Systematical identification of regulatory GPCRs by single-cell trajectory inference reveals the role of ADGRD1 and GPR39 in adipogenesis.

Abstract

Adipogenesis is the healthy expansion of white adipose tissue (WAT), serving as a compensatory response to maintain metabolic homeostasis in the presence of excess energy in the body. Therefore, the identification of novel regulatory molecules in adipogenesis, specifically membrane receptors such as G protein-coupled receptors (GPCRs), holds significant clinical promise. These receptors can serve as viable targets for pharmaceuticals, offering potential for restoring metabolic homeostasis in individuals with obesity. We utilized trajectory inference methods to analyze three distinct single-nucleus sequencing (sNuc-seq) datasets of adipose tissue and systematically identified GPCRs with the potential to regulate adipogenesis. Through verification in primary adipose progenitor cells (APCs) of mice, we discovered that ADGRD1 promoted the differentiation of APCs, while GPR39 inhibits this process.

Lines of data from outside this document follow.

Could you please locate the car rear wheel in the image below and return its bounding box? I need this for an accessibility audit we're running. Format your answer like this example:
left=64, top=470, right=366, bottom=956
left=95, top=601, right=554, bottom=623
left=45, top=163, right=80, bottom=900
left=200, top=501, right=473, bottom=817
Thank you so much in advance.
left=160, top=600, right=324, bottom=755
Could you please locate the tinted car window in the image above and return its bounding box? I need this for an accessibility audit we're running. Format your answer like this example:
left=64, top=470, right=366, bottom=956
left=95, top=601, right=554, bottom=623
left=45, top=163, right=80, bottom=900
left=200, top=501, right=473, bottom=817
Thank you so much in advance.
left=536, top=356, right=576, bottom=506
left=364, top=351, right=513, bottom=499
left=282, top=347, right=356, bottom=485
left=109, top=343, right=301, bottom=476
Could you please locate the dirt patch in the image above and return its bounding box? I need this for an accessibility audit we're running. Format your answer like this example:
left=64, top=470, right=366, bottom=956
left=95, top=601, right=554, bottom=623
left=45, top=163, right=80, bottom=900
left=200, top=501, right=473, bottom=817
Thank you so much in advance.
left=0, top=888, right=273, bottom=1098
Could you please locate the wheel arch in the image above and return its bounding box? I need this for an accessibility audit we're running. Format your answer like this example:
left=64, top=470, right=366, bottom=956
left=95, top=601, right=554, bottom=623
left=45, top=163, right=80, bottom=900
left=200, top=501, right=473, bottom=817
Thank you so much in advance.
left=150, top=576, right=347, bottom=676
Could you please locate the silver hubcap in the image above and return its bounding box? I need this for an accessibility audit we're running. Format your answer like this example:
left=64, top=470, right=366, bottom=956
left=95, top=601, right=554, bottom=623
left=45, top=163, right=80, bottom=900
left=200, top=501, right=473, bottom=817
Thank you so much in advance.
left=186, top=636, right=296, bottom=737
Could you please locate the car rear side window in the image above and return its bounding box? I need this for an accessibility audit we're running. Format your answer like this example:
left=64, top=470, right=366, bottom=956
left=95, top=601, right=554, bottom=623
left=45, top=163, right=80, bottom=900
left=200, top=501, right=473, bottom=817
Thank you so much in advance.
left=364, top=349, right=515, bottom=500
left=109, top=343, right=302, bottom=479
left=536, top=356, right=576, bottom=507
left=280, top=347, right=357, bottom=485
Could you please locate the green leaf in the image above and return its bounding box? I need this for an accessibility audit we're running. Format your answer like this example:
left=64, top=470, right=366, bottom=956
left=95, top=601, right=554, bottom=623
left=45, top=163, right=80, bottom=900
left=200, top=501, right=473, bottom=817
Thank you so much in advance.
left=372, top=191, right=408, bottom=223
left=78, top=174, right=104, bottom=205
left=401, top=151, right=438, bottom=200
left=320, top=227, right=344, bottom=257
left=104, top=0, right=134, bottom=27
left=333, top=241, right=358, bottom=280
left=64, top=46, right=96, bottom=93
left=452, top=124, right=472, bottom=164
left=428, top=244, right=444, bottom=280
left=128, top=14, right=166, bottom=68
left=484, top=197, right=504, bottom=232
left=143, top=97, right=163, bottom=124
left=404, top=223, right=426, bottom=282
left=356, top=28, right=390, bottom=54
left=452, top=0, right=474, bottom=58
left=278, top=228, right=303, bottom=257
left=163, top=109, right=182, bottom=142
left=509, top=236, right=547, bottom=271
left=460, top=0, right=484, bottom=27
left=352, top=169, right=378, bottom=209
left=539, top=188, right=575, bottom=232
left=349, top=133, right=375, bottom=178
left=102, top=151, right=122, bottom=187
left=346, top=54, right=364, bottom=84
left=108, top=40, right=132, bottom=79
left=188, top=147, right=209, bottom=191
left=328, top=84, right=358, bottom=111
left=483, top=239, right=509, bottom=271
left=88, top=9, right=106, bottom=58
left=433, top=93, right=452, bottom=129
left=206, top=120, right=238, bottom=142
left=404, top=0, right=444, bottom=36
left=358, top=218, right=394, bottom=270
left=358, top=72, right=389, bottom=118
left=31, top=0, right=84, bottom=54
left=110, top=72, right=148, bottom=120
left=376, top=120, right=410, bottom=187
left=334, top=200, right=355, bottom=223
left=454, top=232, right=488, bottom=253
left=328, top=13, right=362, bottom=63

In the obese mouse model induced by a high-fat diet (HFD), both gain-of-function and loss-of-function studies validated that ADGRD1 promoted adipogenesis, thereby improving metabolic homeostasis, while GPR39 inhibited adipogenesis, leading to metabolic dysfunction. Additionally, through the analysis of 2,400 ChIP-seq data and 1,204 bulk RNA-seq data, we found that the transcription factors (TFs) MEF2D and TCF12 regulated the expression of ADGRD1 and GPR39, respectively. Our study revealed the regulatory role of GPCRs in adipogenesis, providing novel targets for clinical intervention of metabolic dysfunction in obese patients.